New Danaher, representing the large majority of post-split value, will have 60% consumables sales mix, 4% organic growth, 100bps of annual margin expansion, and >100% FCF conversion, an algorithm that will continue the Danaher tradition of compounded earnings growth. The attractive end-market mix, earnings growth, and deep bench of DBS operators will make New Danaher a premium life sciences company that should trade at the high end of its peer group.
Fortive, akin to what Danaher originally looked like two decades ago, will have greatly increased M&A optionality and the ability to deploy free cash flow into assets which have historically received less focus within the Danaher portfolio. With the same DBS roots and team of disciplined operators, Fortive will also provide a multi-year compounding opportunity.

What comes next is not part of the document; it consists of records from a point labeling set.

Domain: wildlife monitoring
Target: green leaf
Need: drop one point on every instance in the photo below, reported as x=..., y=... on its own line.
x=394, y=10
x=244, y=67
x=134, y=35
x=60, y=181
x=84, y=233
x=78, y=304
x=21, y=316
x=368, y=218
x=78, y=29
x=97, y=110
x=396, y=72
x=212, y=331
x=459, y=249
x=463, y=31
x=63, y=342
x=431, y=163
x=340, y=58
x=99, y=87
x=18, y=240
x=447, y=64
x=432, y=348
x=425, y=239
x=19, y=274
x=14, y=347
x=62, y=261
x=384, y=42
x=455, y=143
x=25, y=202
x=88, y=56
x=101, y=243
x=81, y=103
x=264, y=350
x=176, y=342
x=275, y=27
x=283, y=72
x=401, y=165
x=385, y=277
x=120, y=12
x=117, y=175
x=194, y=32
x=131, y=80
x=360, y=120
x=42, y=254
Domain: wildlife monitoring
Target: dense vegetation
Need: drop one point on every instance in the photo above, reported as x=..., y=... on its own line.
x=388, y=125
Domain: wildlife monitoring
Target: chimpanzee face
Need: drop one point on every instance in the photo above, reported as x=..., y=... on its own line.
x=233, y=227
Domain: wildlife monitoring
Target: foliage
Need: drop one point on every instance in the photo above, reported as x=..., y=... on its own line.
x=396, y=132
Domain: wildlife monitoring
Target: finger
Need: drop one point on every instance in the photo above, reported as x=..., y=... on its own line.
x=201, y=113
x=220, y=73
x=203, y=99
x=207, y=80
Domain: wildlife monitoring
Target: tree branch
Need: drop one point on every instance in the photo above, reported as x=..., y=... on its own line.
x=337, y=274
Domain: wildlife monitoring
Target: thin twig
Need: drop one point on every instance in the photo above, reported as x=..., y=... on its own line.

We initiated a position following the announcements last summer which mark a transformational step in Danaher’s decade-long efforts to continuously improve its portfolio of businesses. Despite Danaher’s portfolio of businesses looking more attractive than ever, its current valuation premium to the S&P 500 is modest and remains well below its ten year historical average premium. Over the last ten years, Danaher has compounded at 2x the rate of the S&P 500. We recently added to the position after a meeting with the company reinforced our confidence not only in their operations but also in the company’s culture and importance of their values and principles in driving future success.